Rund um das Lagerfeuer trank Larry Wasser aus einer Plastikflasche, während eine karibische Steelband spielte und eine leichte Brise durch die umstehenden Palmen strich. Er hatte mit Anfang 20 dem Trinken von Alkohol komplett abgeschworen. Dem Entschluss war ein peinlicher Vorfall vorausgegangen, als er bei einer Party eine außer gewöhnlich verführerische junge Frau geküsst hatte, die ein transparentes pinkfarbenes Kleid trug. Die Frau war die Verlobte eines Freundes von ihm gewesen …

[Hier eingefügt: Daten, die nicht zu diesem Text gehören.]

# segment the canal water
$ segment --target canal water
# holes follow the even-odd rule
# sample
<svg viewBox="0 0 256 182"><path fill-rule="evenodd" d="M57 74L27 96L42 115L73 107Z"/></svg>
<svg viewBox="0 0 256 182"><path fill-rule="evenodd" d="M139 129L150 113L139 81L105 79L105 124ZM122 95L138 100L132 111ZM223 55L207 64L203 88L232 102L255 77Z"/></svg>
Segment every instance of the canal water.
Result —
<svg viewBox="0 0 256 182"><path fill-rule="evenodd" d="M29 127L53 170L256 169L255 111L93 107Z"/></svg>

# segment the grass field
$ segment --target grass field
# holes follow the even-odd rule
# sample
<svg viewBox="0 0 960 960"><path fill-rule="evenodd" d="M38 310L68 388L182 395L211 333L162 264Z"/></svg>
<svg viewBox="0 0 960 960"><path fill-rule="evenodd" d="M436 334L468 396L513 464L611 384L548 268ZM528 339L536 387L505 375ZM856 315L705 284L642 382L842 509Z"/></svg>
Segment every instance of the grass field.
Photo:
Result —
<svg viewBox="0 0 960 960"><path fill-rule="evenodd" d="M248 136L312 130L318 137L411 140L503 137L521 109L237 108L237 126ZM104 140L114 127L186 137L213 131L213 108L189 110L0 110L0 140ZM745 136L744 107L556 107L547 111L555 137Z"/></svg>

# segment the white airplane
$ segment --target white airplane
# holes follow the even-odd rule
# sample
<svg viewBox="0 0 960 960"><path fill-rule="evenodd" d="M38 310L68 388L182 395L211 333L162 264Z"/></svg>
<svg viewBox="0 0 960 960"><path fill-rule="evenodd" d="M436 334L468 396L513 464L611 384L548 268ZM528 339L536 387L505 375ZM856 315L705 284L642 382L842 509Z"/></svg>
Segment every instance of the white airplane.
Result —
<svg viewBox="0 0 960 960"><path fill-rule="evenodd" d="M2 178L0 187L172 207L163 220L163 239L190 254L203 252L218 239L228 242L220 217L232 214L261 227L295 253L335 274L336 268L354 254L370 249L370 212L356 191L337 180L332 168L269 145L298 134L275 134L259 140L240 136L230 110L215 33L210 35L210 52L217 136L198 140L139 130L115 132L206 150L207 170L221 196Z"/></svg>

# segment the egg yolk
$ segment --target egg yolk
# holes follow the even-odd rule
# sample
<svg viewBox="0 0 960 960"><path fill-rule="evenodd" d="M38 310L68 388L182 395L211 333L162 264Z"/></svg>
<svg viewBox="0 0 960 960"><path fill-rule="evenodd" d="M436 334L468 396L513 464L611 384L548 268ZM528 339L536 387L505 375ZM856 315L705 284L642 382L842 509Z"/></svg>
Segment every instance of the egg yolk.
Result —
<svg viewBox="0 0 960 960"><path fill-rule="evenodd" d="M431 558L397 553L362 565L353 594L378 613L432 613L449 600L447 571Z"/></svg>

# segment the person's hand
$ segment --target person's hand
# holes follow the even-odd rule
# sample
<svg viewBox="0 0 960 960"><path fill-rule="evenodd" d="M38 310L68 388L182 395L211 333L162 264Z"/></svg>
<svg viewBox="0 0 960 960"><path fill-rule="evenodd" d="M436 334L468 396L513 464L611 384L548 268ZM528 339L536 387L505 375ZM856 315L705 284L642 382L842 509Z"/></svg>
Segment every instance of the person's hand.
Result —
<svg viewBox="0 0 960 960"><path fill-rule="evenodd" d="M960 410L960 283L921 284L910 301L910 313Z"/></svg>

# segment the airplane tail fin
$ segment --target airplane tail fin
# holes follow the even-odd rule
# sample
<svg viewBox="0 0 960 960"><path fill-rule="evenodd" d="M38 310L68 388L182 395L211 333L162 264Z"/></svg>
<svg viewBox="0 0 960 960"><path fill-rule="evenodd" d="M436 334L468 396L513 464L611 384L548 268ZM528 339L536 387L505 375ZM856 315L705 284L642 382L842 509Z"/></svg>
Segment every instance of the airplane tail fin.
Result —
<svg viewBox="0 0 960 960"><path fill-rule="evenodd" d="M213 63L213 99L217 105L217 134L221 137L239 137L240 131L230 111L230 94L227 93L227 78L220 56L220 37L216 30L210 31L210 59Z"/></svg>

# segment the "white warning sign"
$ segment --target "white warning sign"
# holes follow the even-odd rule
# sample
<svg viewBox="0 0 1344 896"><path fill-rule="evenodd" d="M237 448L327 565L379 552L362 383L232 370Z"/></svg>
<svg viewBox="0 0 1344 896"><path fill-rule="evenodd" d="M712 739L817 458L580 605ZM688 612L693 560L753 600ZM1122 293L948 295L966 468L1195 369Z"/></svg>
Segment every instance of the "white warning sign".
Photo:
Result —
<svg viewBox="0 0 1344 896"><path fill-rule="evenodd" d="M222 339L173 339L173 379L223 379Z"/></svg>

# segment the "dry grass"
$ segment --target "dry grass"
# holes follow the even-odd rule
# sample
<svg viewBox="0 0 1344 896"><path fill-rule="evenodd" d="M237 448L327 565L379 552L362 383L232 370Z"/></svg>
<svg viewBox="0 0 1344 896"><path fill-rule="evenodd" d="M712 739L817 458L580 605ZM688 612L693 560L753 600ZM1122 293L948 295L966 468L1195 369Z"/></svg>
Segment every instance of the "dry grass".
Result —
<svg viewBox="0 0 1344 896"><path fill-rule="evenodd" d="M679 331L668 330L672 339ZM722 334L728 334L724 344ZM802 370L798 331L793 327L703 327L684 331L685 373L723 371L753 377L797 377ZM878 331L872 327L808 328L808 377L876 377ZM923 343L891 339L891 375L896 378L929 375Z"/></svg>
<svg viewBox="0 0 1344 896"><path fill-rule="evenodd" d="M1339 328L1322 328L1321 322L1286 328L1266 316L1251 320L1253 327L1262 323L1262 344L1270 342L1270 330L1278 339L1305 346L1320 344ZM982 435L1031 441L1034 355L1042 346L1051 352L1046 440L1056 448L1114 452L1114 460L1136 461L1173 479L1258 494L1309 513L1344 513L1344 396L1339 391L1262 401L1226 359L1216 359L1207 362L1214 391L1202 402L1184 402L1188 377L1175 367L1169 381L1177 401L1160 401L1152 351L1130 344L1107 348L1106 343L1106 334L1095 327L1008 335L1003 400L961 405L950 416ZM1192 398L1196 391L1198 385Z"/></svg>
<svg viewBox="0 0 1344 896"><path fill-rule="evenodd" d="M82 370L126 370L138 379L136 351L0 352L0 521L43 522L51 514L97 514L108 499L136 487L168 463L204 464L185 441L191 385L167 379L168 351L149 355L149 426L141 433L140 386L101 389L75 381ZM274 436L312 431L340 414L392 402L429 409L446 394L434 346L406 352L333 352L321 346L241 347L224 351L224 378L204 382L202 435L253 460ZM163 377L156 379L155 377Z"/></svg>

Die Segler saßen rund um das Lagerfeuer und tauschten sich über die jüngsten Gerüchte aus der Welt des Regattasports aus. Russell Coutts, ein Mann mit Mopp-Frisur auf dem Kopf und bis vor Kurzem Skipper von Team New Zealand, hatte gerade den America’s Cup und damit die wichtigste internationale Segelsporttrophäe gewonnen. Dieser Russell Coutts sei nun für einen jungen europäischen Milliardär namens Ernesto Bertarelli im Einsatz, um ein Schweizer Herausforderer-Team für den nächsten Cup im Jahre 2003 aufzubauen. Das Überlaufen von Coutts und vier weiteren neuseeländischen Teammitgliedern – Murray Jones, Simon Daubney, Dean Phipps und Warwick Fleury – hatte die Neuseeländer sehr aufgebracht und Schockwellen durch die Reihen der Sportfans geschickt. Bertarelli hatte gesagt, er hätte es sich selbst nicht verziehen, wenn er eine solche Chance auf ein Team und die Cupteilnahme ungenutzt gelassen hätte. Während es im Cup schon lange sogenannte freie Agenten oder auch Segelsöldner gegeben hatte, war der Wechsel des erfolgreichen Coutts und seiner Gefolgsleute auf ein anderes Schiff für ein anderes Land doch in etwa vergleichbar mit der Vorstellung, dass die besten amerikanischen Tennisspieler im Davis Cup plötzlich für Frankreich antreten würden.

Über mehr als eineinhalb Jahrhunderte war um den America’s Cup in einer sehr nationalistischen Weise gekämpft worden. Niemals zuvor hatte es Abwerbungen und Überläufer auf diesem Niveau gegeben. Gerade in den Jahren zuvor hatten sich die Neuseeländer einen Ruf als »New York Yankees des Segelsports« erworben, die »Mr. America’s Cup« Dennis Conner die Kanne 1995 vor San Diego gestohlen und 2000 vor Auckland in Neuseeland erfolgreich verteidigt hatten. Unter Coutts, der sich aufgrund seiner aggressiven Taktik schon früh den Spitznamen »Crash Coutts« erworben hatte, hatte Team New Zealand nicht ein einziges Cup-Rennen verloren.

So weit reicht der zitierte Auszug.